Eduardo D'Argenio

Astor y yo 🙂

 

Cuando apareció, allá por febrero de 2006, tenía alrededor de dos meses. Sin embargo, en tan poco tiempo ya había padecido la crueldad de lo que significa vivir en la calle: bigotes casi inexistentes (con signos inequívocos de haber sido quemados), y no menos de cinco chicles “trabajosamente” pegados en su frágil cuerpito…

Empatía inmediata, o tal vez la básica necesidad de sentirse protegido y querido, quedó reflejada en la mirada de Astor, cuya llegada coincidió con un difícil trance de salud que me obligó a estar casi literalmente encerrado en mi casa a lo largo de un interminable año.

Y fue durante aquel período, cuando la compañía de este simpático negrito se iba a convertir en algo mucho más profundo que permanecer a mi lado, sobre todo en aquellos momentos en los que la angustia crecía. Pero él, a pesar de su “desconocimiento” por el alcance de los efectos terapéuticos de las mascotas, hacía lo imposible para combatir mis bajones, recurriendo a su insistencia para que compartiéramos algún juego con su inseparable pelotita, logrando arrancarme una sonrisa.

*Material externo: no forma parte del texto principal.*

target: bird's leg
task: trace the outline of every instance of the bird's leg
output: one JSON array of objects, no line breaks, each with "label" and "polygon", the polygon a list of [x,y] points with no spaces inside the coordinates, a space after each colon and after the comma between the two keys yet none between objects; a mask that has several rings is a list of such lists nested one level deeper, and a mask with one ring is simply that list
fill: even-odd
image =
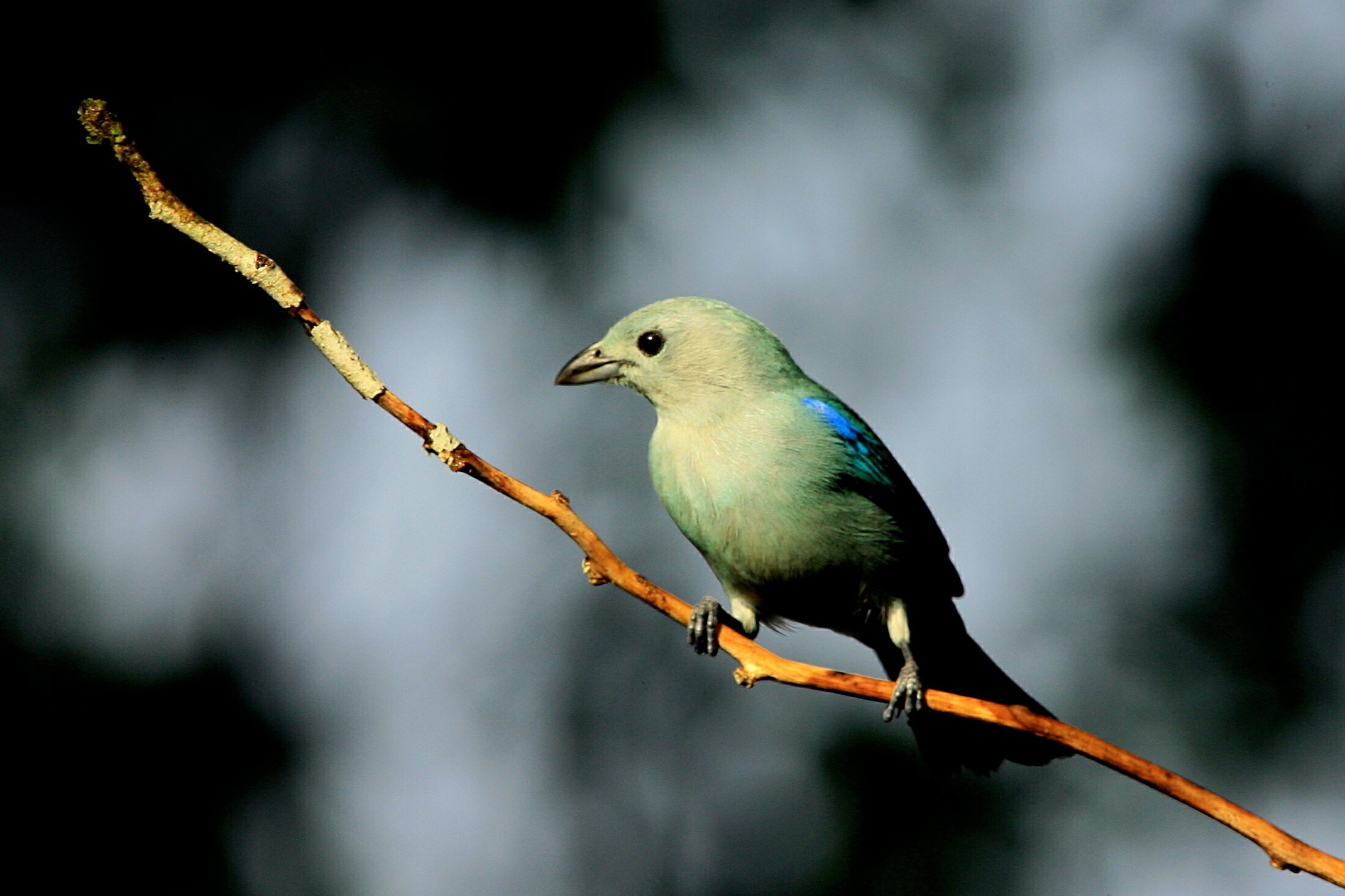
[{"label": "bird's leg", "polygon": [[720,601],[703,597],[686,622],[686,643],[698,654],[720,652]]},{"label": "bird's leg", "polygon": [[[738,597],[729,596],[732,613],[720,611],[720,601],[714,597],[705,597],[691,608],[691,618],[686,623],[686,643],[698,654],[720,652],[720,626],[728,626],[740,635],[756,638],[756,612],[751,604]],[[745,618],[745,620],[744,620]]]},{"label": "bird's leg", "polygon": [[907,717],[924,706],[924,685],[920,683],[920,667],[911,652],[911,622],[907,619],[907,605],[893,600],[888,608],[888,635],[901,651],[901,671],[897,673],[897,686],[892,689],[892,700],[882,710],[882,721],[892,721],[904,709]]}]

Y fue ese inesperado descubrimiento lo que me llevó a proyectar, a través de mi inseparable Astor, la atención hacia todos aquellos perros que –tal como le ocurrió a él mismo durante sus primeros meses de vida- lamentablemente transitan por las calles sin un destino cierto. Está claro entonces que no es producto de la casualidad que, en lo personal, su aparición haya significado un antes y un después en lo que es mi mirada hacia estos queribles seres de cuatro patas.